E il denaro ottenuto da un premio conferitogli dall’Accademia dei Lincei, che lui investì nel restauro di un affresco di Luca Signorelli contenuto in una piccola chiesa di Morra, non lontano dalla sua casa, fu un altro silenzioso atto simbolico dal forte significato etico.
Umbria e Stati Uniti: un ponte tra il vecchio continente, con le sue miniere di arte e tradizioni culturali, le sue radici, e il sogno americano di rinascita e progresso degli anni cinquanta e sessanta. Questo uomo dai gusti semplici, dalla parlata dialettale che nel testo spesso riecheggia, riprodotta efficacemente dall’autrice, è stato forse il più grande artista del nostro 900, poco attento alla politica, libero, ma non per questo meno rivoluzionario nella capacità di scardinare i canoni artistici tradizionali introducendo quelle materie del quotidiano, i sacchi, il legno, il ferro, le plastiche, che fecero gridare allo scandalo, suscitando addirittura una interrogazione parlamentare del senatore del PCI Terracini nel 1959.

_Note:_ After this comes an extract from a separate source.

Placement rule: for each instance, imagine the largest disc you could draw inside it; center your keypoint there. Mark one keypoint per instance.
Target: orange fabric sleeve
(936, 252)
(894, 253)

Anni dopo, nel 1976, quando la fama di Burri era ormai consolidata nel mondo intero, una grande mostra alla Galleria nazionale d’Arte Moderna curata da Mantura, lo vide partecipare con 32 opere, non una di più, raccolse una successo universale, presente all’inaugurazione la Roma che contava, compreso il presidente del Consiglio Spadolini, ma lui non c’era. Aveva preferito brindare in compagnia di una signora, lontano dalla mondanità.
A Beaulieu – sur – Mer , vicino Nizza, Alberto Burri trascorre gli ultimi mesi della sua vita, pallido, sofferente; vicino a lui la sottile Minsa; insignito dai Francesi della Legion d’Honneur, da Ciampi di cavaliere di Gran Croce della Repubblica, guarda il mar Mediterraneo davanti a sé, legge Pound, Ungaretti e Schopenauer ma gli mancano pochi giorni di vita, che sceglie di vivere in solitudine.
Riposa a Città di Castello, portato da Nizza in una bara a cui era stata staccata la croce.
Questo racconto intimo della vita di un personaggio pubblico sembra inaugurare un nuovo genere letterario, quello di un libro che sembra un romanzo, con molti dialoghi, con molti documenti ma anche molte invenzioni. Ma spesso la fantasia e il sogno ci aiutano più della storia ad avvicinarci a uomini grandi, che non sempre hanno accettato di raccontarsi con sincerità.